Elle navigue en radeau sur des rivières d’éthers,
des lacs de méthadone brûlée,
des ruisseaux de lisiers.
Le glauque, l’infâme hantent ces pages, et la mort du père est une blessure qui demeure à vif.
Père
j’écris depuis le sac
enfermé comme un chat
prêt à être noyé
Le corps se délite et la peur, la douleur, deviennent rage.

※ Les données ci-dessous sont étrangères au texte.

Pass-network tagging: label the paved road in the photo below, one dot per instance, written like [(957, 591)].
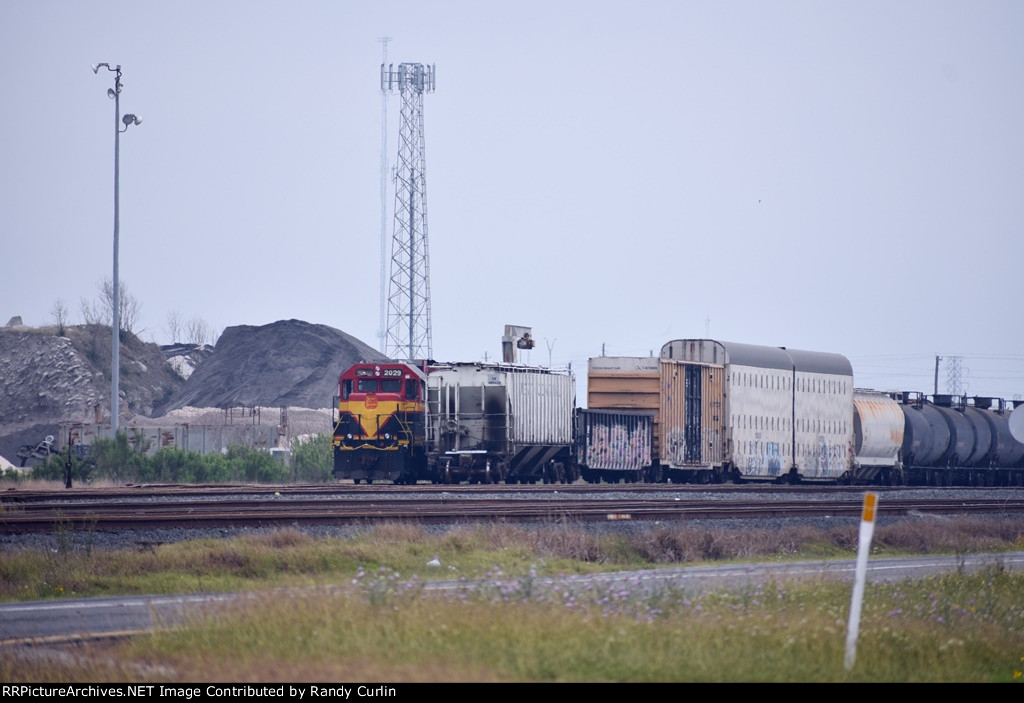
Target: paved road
[(54, 621)]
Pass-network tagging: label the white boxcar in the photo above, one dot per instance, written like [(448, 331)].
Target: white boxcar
[(494, 422), (786, 411), (878, 433)]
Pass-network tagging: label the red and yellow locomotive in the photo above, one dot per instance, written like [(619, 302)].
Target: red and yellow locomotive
[(380, 433)]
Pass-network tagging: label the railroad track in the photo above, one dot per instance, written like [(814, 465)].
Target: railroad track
[(448, 506)]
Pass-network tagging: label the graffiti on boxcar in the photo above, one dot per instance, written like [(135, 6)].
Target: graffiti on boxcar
[(617, 447), (675, 447), (773, 454)]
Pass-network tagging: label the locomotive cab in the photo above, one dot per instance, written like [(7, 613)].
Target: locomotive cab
[(380, 429)]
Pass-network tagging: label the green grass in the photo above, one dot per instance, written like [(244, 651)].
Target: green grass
[(957, 627), (376, 622), (291, 558)]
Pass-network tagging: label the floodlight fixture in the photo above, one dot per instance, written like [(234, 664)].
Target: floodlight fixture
[(115, 94)]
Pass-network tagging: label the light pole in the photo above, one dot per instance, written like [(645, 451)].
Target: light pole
[(115, 93)]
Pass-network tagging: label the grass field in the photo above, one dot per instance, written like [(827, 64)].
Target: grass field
[(379, 624)]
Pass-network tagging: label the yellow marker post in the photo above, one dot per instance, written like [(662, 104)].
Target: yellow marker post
[(863, 548)]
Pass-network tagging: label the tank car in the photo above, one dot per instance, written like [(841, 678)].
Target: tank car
[(954, 440)]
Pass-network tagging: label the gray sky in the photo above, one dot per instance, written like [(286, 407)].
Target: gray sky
[(832, 176)]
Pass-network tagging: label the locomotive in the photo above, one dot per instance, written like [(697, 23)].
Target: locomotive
[(704, 410), (446, 423)]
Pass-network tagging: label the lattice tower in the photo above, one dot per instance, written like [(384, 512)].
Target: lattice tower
[(409, 294)]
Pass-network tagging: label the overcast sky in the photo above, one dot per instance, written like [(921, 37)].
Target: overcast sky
[(830, 176)]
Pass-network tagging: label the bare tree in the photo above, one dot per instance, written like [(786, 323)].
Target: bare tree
[(198, 331), (93, 312), (175, 325), (59, 314), (98, 311), (129, 308)]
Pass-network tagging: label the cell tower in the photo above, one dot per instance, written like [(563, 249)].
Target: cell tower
[(409, 296), (953, 375), (382, 325)]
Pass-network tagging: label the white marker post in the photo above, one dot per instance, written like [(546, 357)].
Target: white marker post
[(863, 547)]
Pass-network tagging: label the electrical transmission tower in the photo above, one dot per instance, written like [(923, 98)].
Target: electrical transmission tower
[(409, 296)]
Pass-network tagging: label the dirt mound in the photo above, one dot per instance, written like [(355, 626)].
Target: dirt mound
[(46, 379), (286, 363)]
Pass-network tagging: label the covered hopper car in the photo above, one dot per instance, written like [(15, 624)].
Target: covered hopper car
[(704, 411)]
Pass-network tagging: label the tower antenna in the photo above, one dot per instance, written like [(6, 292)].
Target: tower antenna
[(382, 324), (409, 297)]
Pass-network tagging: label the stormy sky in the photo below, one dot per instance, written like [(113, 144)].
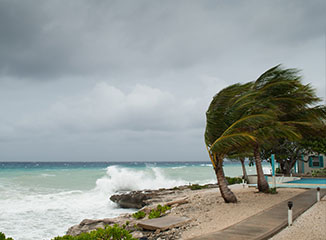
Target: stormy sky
[(131, 80)]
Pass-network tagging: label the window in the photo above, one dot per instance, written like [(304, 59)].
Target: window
[(316, 161)]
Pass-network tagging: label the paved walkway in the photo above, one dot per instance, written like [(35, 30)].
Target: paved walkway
[(266, 223)]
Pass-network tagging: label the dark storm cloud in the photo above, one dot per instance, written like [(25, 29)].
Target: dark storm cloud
[(49, 39), (132, 79)]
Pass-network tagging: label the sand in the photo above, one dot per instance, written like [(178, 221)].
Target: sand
[(210, 213), (310, 225)]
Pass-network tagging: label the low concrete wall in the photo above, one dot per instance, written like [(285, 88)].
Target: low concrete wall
[(279, 179)]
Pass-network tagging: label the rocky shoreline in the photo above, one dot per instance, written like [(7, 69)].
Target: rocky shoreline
[(201, 207), (145, 201)]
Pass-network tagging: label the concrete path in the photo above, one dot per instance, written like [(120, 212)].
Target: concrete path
[(266, 223)]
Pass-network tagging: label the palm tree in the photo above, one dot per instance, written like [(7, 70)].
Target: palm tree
[(282, 90), (227, 129)]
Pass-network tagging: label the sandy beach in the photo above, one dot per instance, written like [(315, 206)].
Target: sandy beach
[(310, 225), (207, 210), (210, 213)]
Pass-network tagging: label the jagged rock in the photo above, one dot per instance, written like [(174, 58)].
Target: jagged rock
[(135, 199), (88, 225)]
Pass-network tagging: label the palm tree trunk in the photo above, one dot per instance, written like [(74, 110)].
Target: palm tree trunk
[(261, 181), (226, 193), (244, 171)]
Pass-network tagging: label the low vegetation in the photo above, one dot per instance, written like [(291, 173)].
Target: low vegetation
[(272, 191), (234, 180), (158, 212), (3, 237), (197, 187), (108, 233), (139, 215)]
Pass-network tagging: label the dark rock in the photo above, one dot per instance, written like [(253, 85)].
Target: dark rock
[(135, 199), (88, 225)]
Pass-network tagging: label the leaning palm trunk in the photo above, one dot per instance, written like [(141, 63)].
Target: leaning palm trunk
[(245, 176), (226, 193), (261, 181)]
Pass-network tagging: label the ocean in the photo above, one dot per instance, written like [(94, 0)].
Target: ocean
[(41, 200)]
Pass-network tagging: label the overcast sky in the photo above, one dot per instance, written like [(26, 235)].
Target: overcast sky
[(132, 80)]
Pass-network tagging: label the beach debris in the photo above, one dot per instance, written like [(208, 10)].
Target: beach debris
[(163, 223)]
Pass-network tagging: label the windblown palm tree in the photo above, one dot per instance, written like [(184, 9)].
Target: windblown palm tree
[(295, 105), (254, 116), (229, 120)]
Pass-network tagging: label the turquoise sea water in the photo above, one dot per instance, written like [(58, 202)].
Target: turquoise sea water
[(42, 200)]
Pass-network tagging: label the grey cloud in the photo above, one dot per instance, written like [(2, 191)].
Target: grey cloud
[(49, 39), (85, 80)]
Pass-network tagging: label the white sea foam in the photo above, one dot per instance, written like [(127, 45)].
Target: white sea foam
[(37, 213), (206, 165), (124, 179), (47, 175), (178, 167)]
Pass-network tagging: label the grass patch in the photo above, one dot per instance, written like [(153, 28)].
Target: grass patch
[(197, 186), (234, 180), (108, 233), (158, 212), (3, 237), (272, 191), (139, 215)]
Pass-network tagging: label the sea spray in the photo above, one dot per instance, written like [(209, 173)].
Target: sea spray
[(42, 200)]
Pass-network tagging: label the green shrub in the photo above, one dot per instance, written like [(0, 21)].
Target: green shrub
[(158, 212), (197, 187), (139, 215), (108, 233), (234, 180), (3, 237), (272, 191)]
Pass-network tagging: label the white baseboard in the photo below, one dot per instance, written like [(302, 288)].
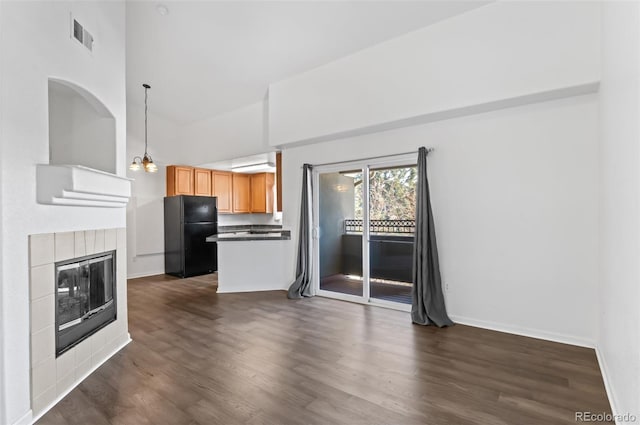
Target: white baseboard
[(517, 330), (607, 383), (144, 274), (27, 419), (77, 382), (235, 291)]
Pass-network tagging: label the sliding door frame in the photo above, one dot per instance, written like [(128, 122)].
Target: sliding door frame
[(365, 167)]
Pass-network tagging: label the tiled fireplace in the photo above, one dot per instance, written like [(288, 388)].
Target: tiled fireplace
[(52, 377)]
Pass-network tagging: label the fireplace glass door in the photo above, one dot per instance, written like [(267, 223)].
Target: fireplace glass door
[(85, 298)]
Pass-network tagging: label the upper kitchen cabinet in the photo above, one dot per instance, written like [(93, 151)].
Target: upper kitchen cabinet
[(222, 187), (241, 193), (179, 180), (202, 182), (262, 192)]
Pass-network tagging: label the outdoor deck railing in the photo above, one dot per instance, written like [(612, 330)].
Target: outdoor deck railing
[(381, 226)]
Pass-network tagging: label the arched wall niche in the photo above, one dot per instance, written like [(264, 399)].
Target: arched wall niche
[(82, 130)]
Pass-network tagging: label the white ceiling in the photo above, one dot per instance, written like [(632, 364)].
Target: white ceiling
[(205, 58)]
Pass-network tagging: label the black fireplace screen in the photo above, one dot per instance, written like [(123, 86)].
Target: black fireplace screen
[(85, 293)]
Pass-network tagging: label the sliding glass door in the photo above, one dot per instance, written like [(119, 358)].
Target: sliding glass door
[(364, 223)]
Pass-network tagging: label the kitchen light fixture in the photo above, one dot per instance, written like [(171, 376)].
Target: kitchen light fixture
[(146, 162), (260, 166)]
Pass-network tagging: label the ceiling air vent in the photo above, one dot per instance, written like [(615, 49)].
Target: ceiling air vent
[(81, 34)]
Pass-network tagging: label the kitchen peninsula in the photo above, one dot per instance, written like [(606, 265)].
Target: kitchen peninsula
[(252, 258)]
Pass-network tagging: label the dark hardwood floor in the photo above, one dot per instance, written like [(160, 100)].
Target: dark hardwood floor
[(257, 358)]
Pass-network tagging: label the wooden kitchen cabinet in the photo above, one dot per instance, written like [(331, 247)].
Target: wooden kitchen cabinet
[(201, 182), (241, 192), (179, 180), (222, 187), (262, 192)]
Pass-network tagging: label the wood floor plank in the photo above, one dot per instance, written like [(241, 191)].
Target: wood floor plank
[(202, 358)]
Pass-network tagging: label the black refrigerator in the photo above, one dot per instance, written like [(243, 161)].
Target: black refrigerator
[(188, 220)]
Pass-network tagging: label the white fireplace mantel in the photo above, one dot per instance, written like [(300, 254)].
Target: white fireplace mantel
[(77, 185)]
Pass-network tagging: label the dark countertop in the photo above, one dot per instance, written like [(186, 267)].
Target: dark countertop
[(250, 233)]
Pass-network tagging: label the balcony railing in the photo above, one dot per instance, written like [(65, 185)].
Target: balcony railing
[(381, 226)]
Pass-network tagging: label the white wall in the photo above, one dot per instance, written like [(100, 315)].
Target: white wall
[(43, 50), (232, 135), (503, 50), (2, 322), (515, 196), (145, 212), (619, 315), (80, 133)]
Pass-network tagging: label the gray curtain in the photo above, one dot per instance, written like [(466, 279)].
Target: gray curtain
[(301, 287), (427, 298)]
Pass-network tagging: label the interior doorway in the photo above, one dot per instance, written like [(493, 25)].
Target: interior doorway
[(364, 221)]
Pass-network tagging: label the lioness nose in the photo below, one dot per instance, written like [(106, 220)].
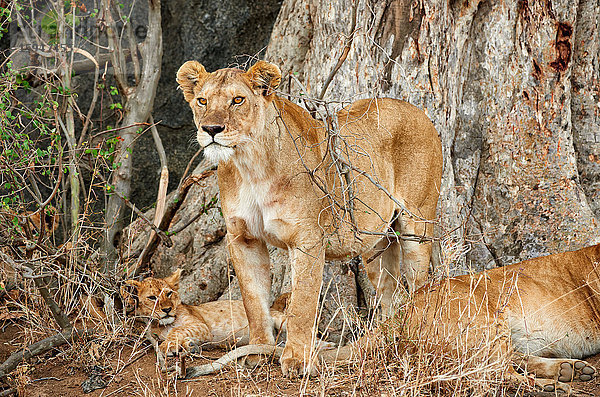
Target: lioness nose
[(213, 130)]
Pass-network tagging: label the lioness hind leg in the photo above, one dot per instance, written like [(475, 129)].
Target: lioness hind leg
[(416, 255), (385, 275), (561, 369), (250, 258)]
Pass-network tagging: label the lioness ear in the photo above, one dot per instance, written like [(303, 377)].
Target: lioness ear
[(264, 77), (189, 75), (173, 279)]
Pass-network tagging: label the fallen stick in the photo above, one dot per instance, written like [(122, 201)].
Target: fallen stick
[(41, 347)]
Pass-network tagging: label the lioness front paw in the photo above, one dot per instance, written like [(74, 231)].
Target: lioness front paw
[(576, 371), (552, 386), (294, 368)]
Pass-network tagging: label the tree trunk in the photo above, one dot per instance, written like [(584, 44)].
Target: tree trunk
[(512, 87)]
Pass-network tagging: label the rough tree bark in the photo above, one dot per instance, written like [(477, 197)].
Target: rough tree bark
[(513, 88)]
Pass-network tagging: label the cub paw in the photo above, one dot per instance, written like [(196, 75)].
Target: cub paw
[(173, 348), (252, 361), (576, 371), (294, 368)]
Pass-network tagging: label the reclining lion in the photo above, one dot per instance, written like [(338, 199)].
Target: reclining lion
[(285, 181), (543, 314)]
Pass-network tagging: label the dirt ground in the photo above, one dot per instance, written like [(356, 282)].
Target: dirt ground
[(132, 372)]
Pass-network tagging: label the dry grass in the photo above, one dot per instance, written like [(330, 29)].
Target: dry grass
[(398, 363)]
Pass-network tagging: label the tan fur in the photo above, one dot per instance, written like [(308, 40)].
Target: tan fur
[(178, 327), (265, 147), (542, 313)]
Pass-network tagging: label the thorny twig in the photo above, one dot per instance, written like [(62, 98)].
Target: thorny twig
[(60, 317), (170, 211), (37, 348)]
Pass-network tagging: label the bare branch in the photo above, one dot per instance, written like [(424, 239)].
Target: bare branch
[(41, 347)]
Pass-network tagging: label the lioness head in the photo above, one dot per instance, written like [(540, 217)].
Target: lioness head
[(155, 298), (229, 104)]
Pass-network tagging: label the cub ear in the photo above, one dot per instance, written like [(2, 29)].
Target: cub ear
[(264, 77), (129, 294), (189, 75), (173, 279)]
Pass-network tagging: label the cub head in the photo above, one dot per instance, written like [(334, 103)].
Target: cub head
[(229, 105), (154, 298)]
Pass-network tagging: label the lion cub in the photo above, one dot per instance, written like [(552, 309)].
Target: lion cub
[(178, 328)]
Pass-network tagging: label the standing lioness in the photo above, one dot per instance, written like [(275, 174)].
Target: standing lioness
[(284, 181)]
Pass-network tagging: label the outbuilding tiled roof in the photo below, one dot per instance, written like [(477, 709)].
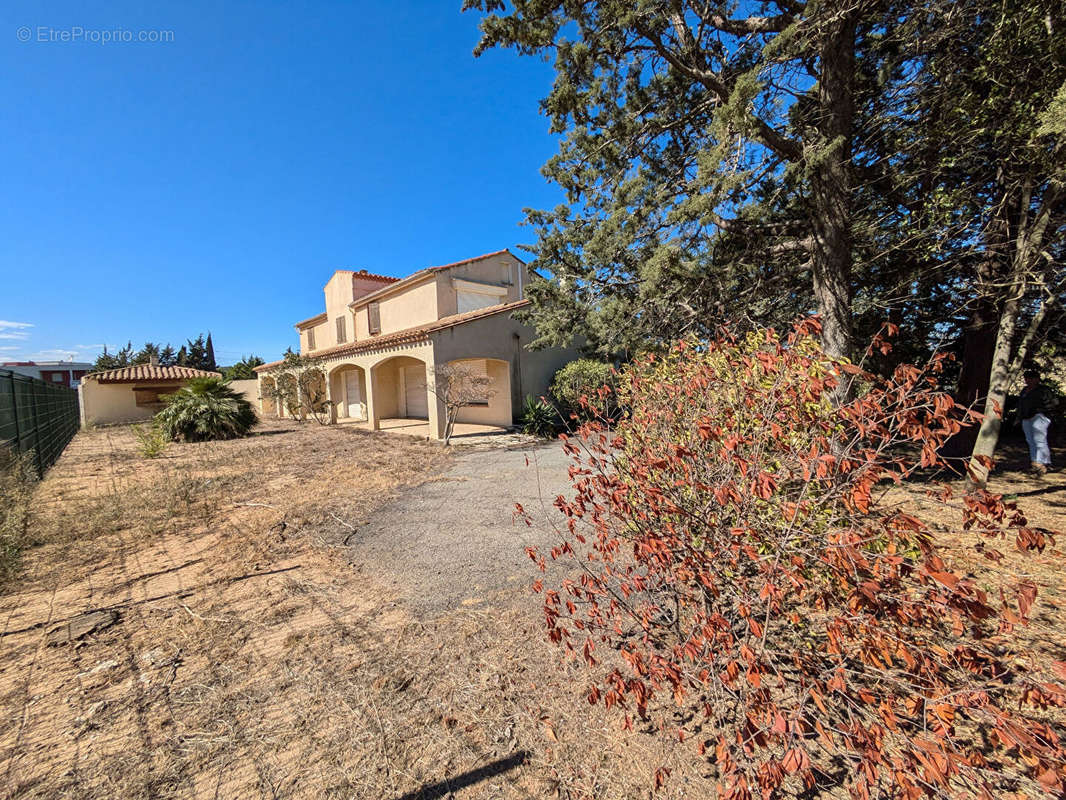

J’aurais besoin de profondeurs,
De ces abysses incommensurables :
Les trous béants, les failles sans fond,
Les caves ouvertes comme des bouches prêtes à sucer.
(…)
Superficie douteuse, superficiel je suis,
les profondeurs me recrachent, elles me vomissent
Walter Ruhlmann comme le figure l’illustration de Norman J. Olson en couverture, se livre nu, plus encore, il nous déroule ses entrailles, matière et odeur et comme le hurle le titre du dernier poème « Tu pue sapiens ». Il y a pourtant comme une quête sous-jacente dans ce recueil, une quête de pureté sans avoir besoin de se trahir, pureté que l’auteur va chercher dans un passé mythique personnel où les princes auraient des ailes, mais toute histoire a une chute, tout nous ramène au sol et le sol à la pourriture. Difficile de trouver une rédemption à la condition humaine, le civilisé n’a jamais eu cette innocence originelle où les anges ne salissent pas leurs ailes et où la chair ne serait pas corruptible. Civilisé cherche à tâtons dans le noir, la moiteur, la profusion des corps, sa nature perdue et ce jusqu’à l’excès et la turpitude.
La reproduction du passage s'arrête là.